Nous constatons également aujourd’hui l’impact du sentiment anti-immigrant sur les politiques d’immigration du Canada pour les travailleurs étrangers. Le 26 août 2024, le ministre Boissonnault annoncée des modifications importantes du volet des EIMT pour les bas salaires qui entreront en vigueur le 26 septembre 2024, notamment le refus de traiter les demandes d’EIMT pour les postes à bas salaires dans les régions métropolitaines de recensement dont le taux de chômage est égal ou supérieur à 6 %, un plafond de 10 % pour les postes de travailleurs étrangers à bas salaires (au lieu de 20 %), et une durée d’emploi réduite pour les postes à bas salaires, ramenée de 2 ans à 1 an (il convient de noter qu’un “travailleur à bas salaire” peut gagner 28 dollars de l’heure en Colombie-Britannique et 29 dollars en Alberta sur la base du salaire horaire médian qui détermine si une EIMT est à haut ou à bas salaire).

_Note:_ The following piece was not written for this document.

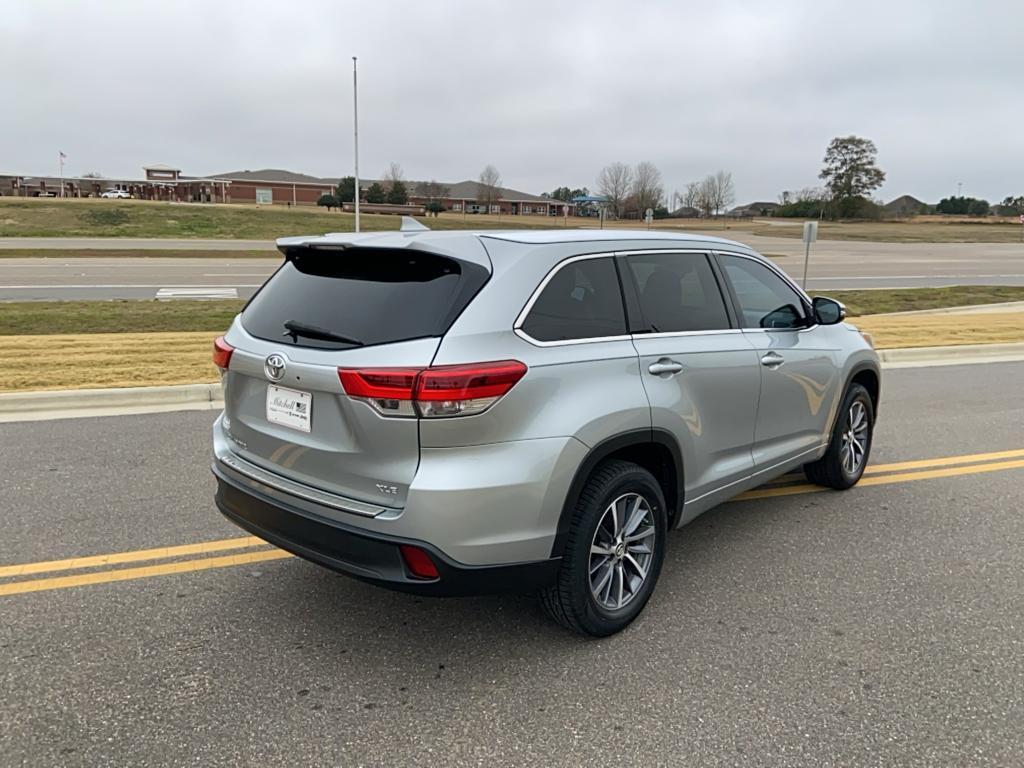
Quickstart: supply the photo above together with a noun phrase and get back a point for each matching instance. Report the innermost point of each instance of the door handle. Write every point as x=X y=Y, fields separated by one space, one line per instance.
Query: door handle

Un autre changement radical a été l’annonce récente de la fin immédiate de la politique publique temporaire qui permettait aux visiteurs de demander un permis de travail depuis le Canada. La politique temporaire devait expirer le 28 février 2025, mais IRCC “met fin à cette politique dans le cadre de nos efforts globaux visant à recalibrer le nombre de résidents temporaires au Canada et à préserver l’intégrité du système d’immigration”.

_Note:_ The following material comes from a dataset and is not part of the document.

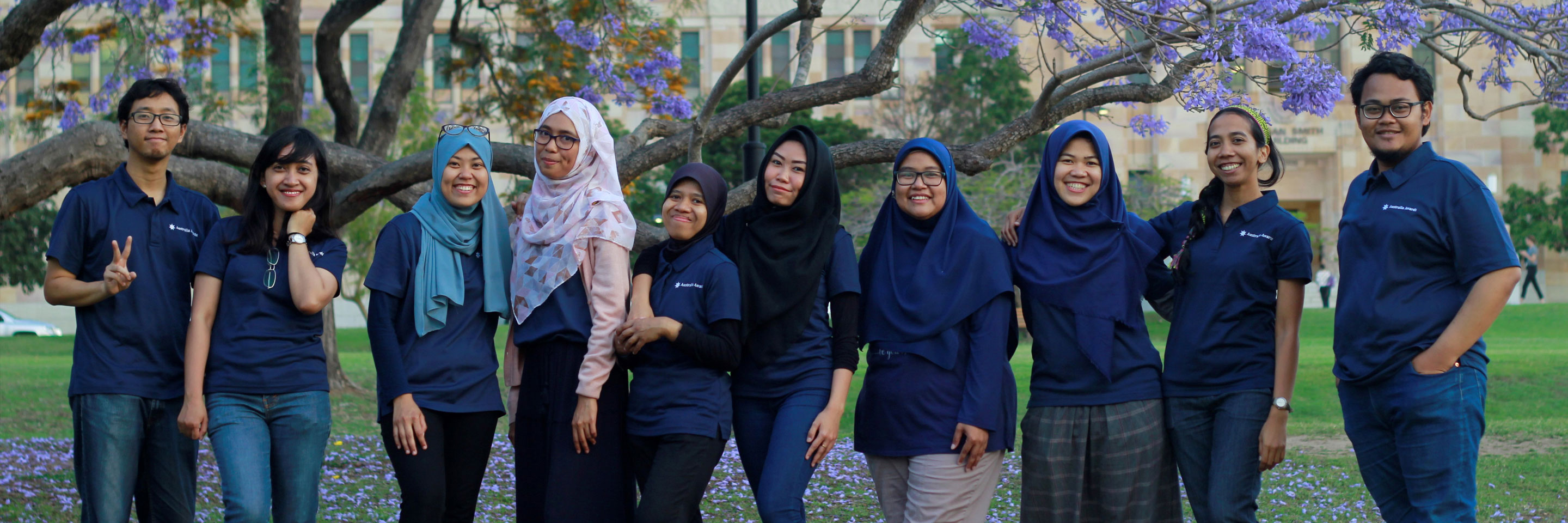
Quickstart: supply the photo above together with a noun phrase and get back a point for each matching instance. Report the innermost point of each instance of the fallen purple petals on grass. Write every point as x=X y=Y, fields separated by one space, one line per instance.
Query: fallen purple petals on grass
x=358 y=486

Le gouvernement a laissé entendre que d’autres changements pourraient être apportés au programme LMIA pour les hauts salaires et il reste à voir si des changements seront apportés aux programmes de permis de travail exemptés de LMIA, aux demandes humanitaires et aux numéros de résidents permanents. En outre, le gouvernement a laissé entendre que des changements pourraient être apportés aux numéros de résidents permanents. Ces récents changements apportés au système d’immigration du Canada auront certainement des répercussions à court et à long terme qui restent à déterminer.

Malgré cette évolution, la réalité demeure que la prospérité économique du Canada dépend de l’immigration. La disponibilité d’une main-d’œuvre imposable forte, robuste et qualifiée contribue positivement au financement des services publics tels que les soins de santé et l’éducation, ainsi qu’à l’ensemble de l’économie canadienne. Le besoin d’immigration s’ explique en grande partie par le vieillissement de la population, 5 millions de Canadiens devant prendre leur retraite d’ici 2030. Selon les prévisions, il n’y aura plus que 3 travailleurs pour chaque retraité d’ici 2030, contre 6 travailleurs en 1980.

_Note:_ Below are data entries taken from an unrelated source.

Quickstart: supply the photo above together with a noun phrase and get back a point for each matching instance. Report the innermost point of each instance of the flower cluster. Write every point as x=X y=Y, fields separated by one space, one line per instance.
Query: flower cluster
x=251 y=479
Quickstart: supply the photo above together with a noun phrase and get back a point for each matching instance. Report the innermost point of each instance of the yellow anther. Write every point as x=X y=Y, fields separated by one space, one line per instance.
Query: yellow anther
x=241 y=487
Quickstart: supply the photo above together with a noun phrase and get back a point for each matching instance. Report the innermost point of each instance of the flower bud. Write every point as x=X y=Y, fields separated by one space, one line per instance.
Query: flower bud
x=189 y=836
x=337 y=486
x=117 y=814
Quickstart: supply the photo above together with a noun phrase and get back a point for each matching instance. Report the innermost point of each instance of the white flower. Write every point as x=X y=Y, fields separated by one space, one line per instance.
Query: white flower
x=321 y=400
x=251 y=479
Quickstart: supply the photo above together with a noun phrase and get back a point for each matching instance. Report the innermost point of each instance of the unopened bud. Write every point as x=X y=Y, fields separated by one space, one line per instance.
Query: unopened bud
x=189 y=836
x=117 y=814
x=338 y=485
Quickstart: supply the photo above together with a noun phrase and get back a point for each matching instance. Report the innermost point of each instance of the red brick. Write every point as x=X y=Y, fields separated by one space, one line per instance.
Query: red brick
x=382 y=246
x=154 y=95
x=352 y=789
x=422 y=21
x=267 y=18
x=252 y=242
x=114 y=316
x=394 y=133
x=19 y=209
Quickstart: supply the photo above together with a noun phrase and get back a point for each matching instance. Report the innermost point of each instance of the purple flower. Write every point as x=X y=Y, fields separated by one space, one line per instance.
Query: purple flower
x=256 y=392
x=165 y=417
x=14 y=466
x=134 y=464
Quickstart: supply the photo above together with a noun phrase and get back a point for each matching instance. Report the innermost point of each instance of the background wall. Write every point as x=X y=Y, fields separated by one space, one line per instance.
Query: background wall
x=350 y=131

Ce récent changement dans l’opinion publique soulève des inquiétudes quant à une incompréhension fondamentale de l’importance d’un système d’immigration qui fonctionne bien au Canada. Alors que le Canada s’apprête à tenir des élections fédérales, l’immigration sera sans aucun doute l’un des principaux sujets de débat. Le chef du parti conservateur, Pierre Polievre, a appelé à réduire le nombre d’immigrants arrivant au Canada et a accusé le gouvernement actuel d’être responsable d’un “afflux d’étudiants étrangers et de travailleurs étrangers temporaires à bas salaires”.

Alors qu’il est suggéré que la crise du logement au Canada signifie que l’immigration doit être ralentie, une approche plus efficace implique que le Canada améliore son système d’immigration pour faciliter l’entrée des immigrants nécessaires pour résoudre les pénuries de main-d’œuvre actuelles dans des secteurs cruciaux et augmenter l’offre de logements. Il est dans l’intérêt du Canada que le gouvernement en place promeuve les avantages cruciaux de l’immigration et des politiques qui s’alignent sur les objectifs économiques à long terme du Canada.